1925 Mit abgeschlossener kaufmännischer Ausbildung beginnt Maria Husemann im Alter von 33 Jahren hauptamtlich ihren Dienst als Sekretärin bei der katholischen Hilfsorganisation Caritas in Wuppertal. Das Büro befand sich innerhalb des Gebäudes der St.-Anna-Schule, dem heutigen Schulraum 7.19. Rasch wird Maria Husemann die persönliche Referentin des Caritas-Direktors Hans Carls. Der engagierte Priester befugte sie, viele Entscheidungen eigenständig zu treffen. Sie konzipierte die Jugendfürsorge, Strafentlassungsfürsorge, Wanderfürsorge, den Mädchenschutz, die Bahnhofsmission, die Erholung für Kinder und Mütter.

1935 Mit den „Nürnberger Rassegesetzen“ verankern die Nationalsozialisten juristisch ihre antisemitische Hetze. Viele jüdische Menschen wenden sich Hilfe suchend an die Caritas.

Maria Husemann besorgt ihnen, so lange es geht, Papiere zur Ausreise und sorgt für ihre vorübergehende Unterbringung. In der Aula der Schule stapeln sich Möbel von ausreisewilligen Juden. Sie hoffen, sie später abholen zu könnten. Maria Husemann kauft und bezahlt Lebensmittel für die unter der Gesetzgebung in Not geratenen jüdischen Familien und bringt sie zu ihnen in die Wohnungen.

Sie vervielfältigt und verbreitet regimekritische Schriften und Predigten. Durch die Soldatenbetreuung der katholischen Jugend finden diese Abschriften den Weg bis zu den Frontsoldaten.

Maria Husemann besucht regelmäßig Hans Carls, der wegen seiner kritischen Predigten 1941 verhaftet wurde und von 1942-1945 im Konzentrationslager Dachau einsitzt. Unter Einsatz ihres Lebens schmuggelt Maria Husemann seine Berichte über die unvorstellbaren Grausamkeiten und Zustände im Konzentrationslager heraus. Ein unheilvolles Missgeschick bei einer Übergabe dieser Dokumente führt zu ihrer Verhaftung.
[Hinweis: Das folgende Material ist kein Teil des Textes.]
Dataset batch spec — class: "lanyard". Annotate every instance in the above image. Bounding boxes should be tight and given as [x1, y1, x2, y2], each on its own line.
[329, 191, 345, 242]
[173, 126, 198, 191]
1943 „Sie sind verhaftet, Fräulein Husemann!“ Mit diesen Worten trat der Gestapomann Manfeld auf mich zu. (S.12). Am 22. Dezember 1943 wird Maria Husemann im Büro der Caritas, dem heutigen Raum 7.19 der St.-Anna-Schule Wuppertal, von der Gestapo abgeführt in das Polizeigefängnis Wuppertal-Barmen.

In den Klauen der Gestapo

In strengster Einzelhaft im Gestapo-Gefängnis Wuppertal vom 22.12.1943 bis 22.8.1944:

„Fast täglich wurde ich in der ersten Zeit endlos verhört und dabei oft geschlagen. Einmal war ich nicht mehr fähig, allein in die Zelle zu gehen. Zwei Gestapoleute mussten mich hineintragen. Ein anderes Mal wurde ich derart zerschlagen, dass ich bewusstlos war und ohnmächtig auf meine Pritsche zurückgeschleift wurde. Diese Tortur tat mir Kriminalrat Hufenstuhl persönlich an. In brennenden Schmerzen wälzte ich mich nach solchen Misshandlungen die langen, grauenvollen Nachtstunden auf meinem Lager. Später kam ich auf eine viel kleinere Zelle im vierten Stockwerk des Hauses. Dort wurde das Schweigen und die Einsamkeit noch lastender. Unsäglich habe ich lange acht Monate hindurch unter der völligen Untätigkeit gelitten. Ich bat um Arbeit, man gab mir keine. Ich bat um Bücher oder Handarbeit oder irgendeine Außenarbeit. Nichts wurde genehmigt. Mir blieb allein das Gebet. Wenn ich nicht eine gläubige katholische Frau gewesen wäre, hätten mich diese Monate zum Wahnsinn gebracht oder gar zum Selbstmord.“ (S. 12)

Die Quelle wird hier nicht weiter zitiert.